Formula 1

Miami Grand Prix – a new approach to Formula 1

Miami Grand Prix – a new approach to Formula 1
Formula 1’s American owners have said they want every Grand Prix to be like the Super Bowl and it made sense therefore for the Miami Grand Prix to take place on a quasi-street circuit built around the hard rock stadium which has hosted America’s most famous football game on several occasions.

This race, which got off to a dull start before delivering some thrills in the final part when a Safety Car meant Max Verstappen’s win looked under threat for a few laps, signals what might be the start of a new era for Formula 1. This was the most hyped race in the history of the sport in a country that, although boasting a long history of Grand Prix racing, has really got obsessed with it over the past couple of years, thanks to the Neflix Drive to Survive series.

The iconic Hard Rock Stadium has been the venue for several major sporting events throughout the decades. It is the annual home of tennis’ Miami Open, the home stadium of the Miami Dolphins, and has twice held Baseball’s World Series. More prominently it has been a six-time host of the NFL Super Bowl, undoubtedly America’s showpiece sporting event. And it has not just been sporting events – some of music’s finest have graced the Hard Rock Stadium, including the Who, The Rolling Stones and U2.

The winners on the podium of the iconic Hard Rock Stadium of the 2022 Miami GP. Image courtesy Hoch Zwei

Florida also has a rich history in motorsport. Formula 1’s sole visit to the state came back in 1959, when Sebring was utilised for the United States Grand Prix, but that circuit has since established itself as one of sportscar’s finest, hosting the World Endurance Championship and the IMSA category. NASCAR’s showpiece event, the Daytona 500, is nestled in the Sunshine state, while the circuit’s ‘roval’ is the home of its 24-hour race that attracts drivers from all disciplines. IndyCar, meanwhile, opens its series annually with the Grand Prix of St. Petersburg. Now it was Formula 1’s turn to establish itself in Florida.

Once the location of the Hard Rock Stadium was set in stone Formula 1’s technical team swiftly got to work, using simulation tools to help form a layout that would be challenging for drivers while similarly encouraging wheel-to-wheel racing. The result is the Miami International Autodrome, which wraps itself around the Hard Rock Stadium, and features 19 corners across its 3.36 miles. There is an abundance of corner types across its layout, including a high-speed section of esses, a tight and technical section, as well as three lengthy full-throttle sections where overtaking aid DRS is expected to be in place. The presence of walls around the quasi-street circuit also meant mistakes would be punished.

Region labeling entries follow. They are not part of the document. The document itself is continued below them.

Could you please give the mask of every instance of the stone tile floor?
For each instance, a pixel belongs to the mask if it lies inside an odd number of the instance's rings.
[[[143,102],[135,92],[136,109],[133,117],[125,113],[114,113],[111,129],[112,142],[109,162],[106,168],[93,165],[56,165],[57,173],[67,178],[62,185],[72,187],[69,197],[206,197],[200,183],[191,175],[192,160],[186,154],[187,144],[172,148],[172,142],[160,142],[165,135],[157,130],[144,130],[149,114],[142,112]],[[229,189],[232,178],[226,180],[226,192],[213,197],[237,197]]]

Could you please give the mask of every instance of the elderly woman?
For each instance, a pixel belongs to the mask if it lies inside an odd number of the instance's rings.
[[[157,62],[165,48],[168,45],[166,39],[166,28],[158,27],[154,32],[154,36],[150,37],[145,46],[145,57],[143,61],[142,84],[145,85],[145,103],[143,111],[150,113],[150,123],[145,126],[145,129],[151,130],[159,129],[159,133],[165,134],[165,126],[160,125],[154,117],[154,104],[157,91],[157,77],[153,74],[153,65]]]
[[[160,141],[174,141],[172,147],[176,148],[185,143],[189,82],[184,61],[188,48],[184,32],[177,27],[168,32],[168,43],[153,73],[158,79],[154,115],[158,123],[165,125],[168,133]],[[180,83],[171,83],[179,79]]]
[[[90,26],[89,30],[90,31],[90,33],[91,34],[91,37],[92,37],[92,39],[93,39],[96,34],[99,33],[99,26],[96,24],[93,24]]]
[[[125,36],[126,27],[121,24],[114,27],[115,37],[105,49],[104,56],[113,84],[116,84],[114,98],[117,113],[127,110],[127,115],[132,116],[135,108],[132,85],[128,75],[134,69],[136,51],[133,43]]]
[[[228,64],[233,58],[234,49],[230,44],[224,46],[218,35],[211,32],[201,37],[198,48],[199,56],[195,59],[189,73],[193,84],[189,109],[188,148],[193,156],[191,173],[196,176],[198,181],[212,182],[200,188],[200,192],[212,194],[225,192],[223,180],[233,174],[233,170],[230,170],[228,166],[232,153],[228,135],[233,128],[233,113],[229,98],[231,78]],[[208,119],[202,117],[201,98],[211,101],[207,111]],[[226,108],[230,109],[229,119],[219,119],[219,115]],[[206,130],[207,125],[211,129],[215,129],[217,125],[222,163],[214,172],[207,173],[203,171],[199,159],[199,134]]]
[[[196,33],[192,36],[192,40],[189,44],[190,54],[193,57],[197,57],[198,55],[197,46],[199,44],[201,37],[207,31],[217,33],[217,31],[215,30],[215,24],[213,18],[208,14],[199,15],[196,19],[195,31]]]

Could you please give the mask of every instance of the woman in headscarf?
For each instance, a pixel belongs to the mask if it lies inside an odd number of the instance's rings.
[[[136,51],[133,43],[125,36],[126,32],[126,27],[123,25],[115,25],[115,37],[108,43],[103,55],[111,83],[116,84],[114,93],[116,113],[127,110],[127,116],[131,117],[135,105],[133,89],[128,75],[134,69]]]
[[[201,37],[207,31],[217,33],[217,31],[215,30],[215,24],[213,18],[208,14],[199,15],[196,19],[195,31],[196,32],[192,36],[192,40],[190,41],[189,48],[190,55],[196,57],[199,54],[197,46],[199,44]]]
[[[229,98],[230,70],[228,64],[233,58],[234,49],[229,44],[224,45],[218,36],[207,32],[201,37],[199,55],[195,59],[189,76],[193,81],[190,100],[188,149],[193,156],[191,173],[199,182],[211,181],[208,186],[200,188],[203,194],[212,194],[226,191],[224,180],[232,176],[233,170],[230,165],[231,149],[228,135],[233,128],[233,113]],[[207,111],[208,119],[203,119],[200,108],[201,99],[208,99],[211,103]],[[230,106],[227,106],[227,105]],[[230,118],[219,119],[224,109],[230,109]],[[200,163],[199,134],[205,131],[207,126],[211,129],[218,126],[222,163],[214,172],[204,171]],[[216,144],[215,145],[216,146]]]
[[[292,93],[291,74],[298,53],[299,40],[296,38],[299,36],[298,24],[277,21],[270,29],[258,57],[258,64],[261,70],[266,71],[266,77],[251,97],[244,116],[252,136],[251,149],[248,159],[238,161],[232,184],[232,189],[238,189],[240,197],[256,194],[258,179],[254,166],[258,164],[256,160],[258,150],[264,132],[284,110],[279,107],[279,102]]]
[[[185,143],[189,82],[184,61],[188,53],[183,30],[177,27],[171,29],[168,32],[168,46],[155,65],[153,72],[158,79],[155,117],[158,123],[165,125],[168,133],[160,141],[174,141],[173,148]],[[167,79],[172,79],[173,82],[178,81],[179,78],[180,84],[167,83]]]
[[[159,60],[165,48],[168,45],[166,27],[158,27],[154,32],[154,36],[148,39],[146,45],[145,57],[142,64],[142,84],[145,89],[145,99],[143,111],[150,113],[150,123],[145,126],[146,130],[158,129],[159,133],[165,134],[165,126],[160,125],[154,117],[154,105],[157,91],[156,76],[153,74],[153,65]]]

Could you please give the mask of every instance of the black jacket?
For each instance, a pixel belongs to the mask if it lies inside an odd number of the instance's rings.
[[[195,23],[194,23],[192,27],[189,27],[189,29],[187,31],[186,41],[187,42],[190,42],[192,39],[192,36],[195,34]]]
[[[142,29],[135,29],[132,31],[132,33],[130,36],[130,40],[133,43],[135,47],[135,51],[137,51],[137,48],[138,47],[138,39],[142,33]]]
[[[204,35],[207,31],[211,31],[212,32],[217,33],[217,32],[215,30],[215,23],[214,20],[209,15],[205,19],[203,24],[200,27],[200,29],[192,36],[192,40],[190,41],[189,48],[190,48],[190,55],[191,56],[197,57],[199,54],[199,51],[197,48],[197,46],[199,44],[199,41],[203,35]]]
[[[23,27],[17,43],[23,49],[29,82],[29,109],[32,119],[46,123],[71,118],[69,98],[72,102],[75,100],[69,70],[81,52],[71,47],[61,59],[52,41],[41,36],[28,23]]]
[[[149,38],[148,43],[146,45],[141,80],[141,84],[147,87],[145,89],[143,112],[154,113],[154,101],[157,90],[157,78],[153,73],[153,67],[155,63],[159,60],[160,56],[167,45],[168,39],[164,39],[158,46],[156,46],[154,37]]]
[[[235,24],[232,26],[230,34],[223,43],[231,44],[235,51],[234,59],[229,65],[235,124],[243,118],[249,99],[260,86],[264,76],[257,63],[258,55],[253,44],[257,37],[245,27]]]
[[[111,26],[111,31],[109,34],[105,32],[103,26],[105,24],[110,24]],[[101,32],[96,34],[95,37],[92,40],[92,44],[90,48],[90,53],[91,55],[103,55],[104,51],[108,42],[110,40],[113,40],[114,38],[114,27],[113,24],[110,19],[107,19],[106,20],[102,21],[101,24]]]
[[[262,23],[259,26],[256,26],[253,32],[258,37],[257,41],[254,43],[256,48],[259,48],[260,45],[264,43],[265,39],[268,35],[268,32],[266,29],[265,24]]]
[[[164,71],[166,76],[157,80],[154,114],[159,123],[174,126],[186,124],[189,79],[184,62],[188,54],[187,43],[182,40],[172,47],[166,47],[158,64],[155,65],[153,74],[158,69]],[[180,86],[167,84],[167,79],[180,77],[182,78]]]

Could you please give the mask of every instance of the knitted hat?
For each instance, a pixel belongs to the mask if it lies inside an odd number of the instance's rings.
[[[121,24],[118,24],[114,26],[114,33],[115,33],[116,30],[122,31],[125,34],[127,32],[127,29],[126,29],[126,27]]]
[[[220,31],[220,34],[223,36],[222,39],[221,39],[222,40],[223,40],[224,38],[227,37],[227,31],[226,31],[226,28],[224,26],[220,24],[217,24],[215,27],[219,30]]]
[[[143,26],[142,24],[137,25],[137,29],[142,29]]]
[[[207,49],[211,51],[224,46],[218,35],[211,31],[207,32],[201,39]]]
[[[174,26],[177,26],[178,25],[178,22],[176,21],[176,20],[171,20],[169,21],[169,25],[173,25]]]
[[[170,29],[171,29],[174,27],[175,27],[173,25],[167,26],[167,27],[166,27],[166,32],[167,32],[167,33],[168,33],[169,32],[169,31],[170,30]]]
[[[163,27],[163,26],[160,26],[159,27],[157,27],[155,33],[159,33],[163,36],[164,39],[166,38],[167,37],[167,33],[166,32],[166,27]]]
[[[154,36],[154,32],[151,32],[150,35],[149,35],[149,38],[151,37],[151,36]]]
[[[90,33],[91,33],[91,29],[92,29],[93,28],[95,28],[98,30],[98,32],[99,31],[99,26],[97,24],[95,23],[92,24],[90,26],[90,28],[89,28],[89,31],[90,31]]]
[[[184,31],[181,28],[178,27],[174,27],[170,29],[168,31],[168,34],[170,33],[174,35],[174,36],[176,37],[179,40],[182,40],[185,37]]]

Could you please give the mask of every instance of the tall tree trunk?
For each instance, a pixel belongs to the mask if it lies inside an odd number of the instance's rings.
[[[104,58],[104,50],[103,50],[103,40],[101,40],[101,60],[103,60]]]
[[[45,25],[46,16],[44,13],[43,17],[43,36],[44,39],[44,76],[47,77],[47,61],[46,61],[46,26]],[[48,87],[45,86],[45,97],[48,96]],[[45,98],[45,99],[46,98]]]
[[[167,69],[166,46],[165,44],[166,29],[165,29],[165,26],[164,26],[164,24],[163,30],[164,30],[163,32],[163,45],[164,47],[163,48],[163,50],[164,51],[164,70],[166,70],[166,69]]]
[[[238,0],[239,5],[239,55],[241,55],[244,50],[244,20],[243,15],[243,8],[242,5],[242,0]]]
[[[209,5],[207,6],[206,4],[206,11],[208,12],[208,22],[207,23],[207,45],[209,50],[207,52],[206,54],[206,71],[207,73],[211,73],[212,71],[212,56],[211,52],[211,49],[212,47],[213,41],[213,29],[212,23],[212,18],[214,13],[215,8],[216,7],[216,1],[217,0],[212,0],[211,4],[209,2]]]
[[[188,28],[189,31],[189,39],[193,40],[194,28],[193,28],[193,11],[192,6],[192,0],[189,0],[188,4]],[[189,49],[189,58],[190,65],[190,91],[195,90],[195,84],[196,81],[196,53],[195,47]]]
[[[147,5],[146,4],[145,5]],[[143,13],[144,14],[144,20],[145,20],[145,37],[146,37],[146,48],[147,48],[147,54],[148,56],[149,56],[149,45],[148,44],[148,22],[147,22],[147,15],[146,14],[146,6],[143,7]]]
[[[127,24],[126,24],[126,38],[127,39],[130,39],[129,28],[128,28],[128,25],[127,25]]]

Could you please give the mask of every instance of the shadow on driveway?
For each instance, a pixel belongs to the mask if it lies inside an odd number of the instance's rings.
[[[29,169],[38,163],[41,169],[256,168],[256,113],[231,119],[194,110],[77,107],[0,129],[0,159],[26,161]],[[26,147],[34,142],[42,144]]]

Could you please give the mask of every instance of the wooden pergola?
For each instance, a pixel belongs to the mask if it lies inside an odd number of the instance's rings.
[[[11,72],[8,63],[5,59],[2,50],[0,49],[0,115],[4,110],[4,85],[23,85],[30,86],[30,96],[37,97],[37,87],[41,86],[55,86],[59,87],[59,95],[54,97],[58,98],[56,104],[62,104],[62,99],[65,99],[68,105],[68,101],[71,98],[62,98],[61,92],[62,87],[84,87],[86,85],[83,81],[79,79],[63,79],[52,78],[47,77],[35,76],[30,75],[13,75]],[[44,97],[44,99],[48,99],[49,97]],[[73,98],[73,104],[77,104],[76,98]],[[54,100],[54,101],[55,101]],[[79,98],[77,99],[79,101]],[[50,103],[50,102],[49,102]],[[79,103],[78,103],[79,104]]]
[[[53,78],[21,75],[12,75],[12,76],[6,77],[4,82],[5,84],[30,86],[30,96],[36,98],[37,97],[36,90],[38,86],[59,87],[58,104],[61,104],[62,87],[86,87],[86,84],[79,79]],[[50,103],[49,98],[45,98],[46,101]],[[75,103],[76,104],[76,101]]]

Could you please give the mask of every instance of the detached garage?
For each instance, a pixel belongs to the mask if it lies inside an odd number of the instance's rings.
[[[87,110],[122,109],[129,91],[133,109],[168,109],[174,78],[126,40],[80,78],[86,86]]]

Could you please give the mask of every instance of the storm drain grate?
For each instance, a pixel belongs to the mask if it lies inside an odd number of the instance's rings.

Max Verstappen in the lead on the 3.36 mile race track of the Miami Grand Prix 2022 at Miami International Autodrome. Image courtesy Hoch Zwei

So a new breed of fans flocked to the Miami Autodrome, ready to get excited about everything. The circuit itself met with some criticism from the drivers. Firstly, the track was very dirty off line which rather spoilt the chances of overtaking, although by the end of the race, there had been plenty of passing thanks to the use of three DRS zones. Its safety was also called into question when Carlos Sainz and Alex Albon had two separate crashes in practice, at very high speed into poorly protected concrete barriers.

Miami also marked a breakaway from the traditional spectator mode for motor racing, in that, out of a relatively small total capacity of around 80,000, around 30,000 of them were in what one would call VIP areas. They paid a lot of money for that privilege and ensured the event was a financial success, laying the foundation stone for a lucrative money-making exercise for the promoters for years to come. As a comparison, last year’s USA GP, held at Austin’s Circuit of the Americas, pulled in 400,000 spectators over the race weekend.

One of the many well-known VIP guests that attended the Miami GP 2022. David Beckham speaks with Lando Norris at the Miami International Autodrome. Image courtesy Hoch Zwei

Formula 1 purists were less impressed with all the show and hoopla and from a practical point of view, the fake marina, the fake beach with fake mermaids and the relatively small paddock was so overcrowded with guests and celebrities you’d never heard of that team personnel were finding it hard to go about their work in peace.

However, the overall verdict is that this race was a big success and not just because the VIPs included a former First Lady, a basketball god and the greatest NFL quarterback of all time. Those who wanted to enjoy the showbiz side were free to do so, but the organisers did not, could not, interfere with the Formula 1 spectacle on track and once a few glitches are ironed out, this event will fully deserve its place on the calendar. Sure, the organisers made mistakes, but they will learn quickly and fix it in time for next year.

And if you think this race was over-the-top, wait til you see what will happen in the Nevada desert next year, when Las Vegas hosts a Grand Prix!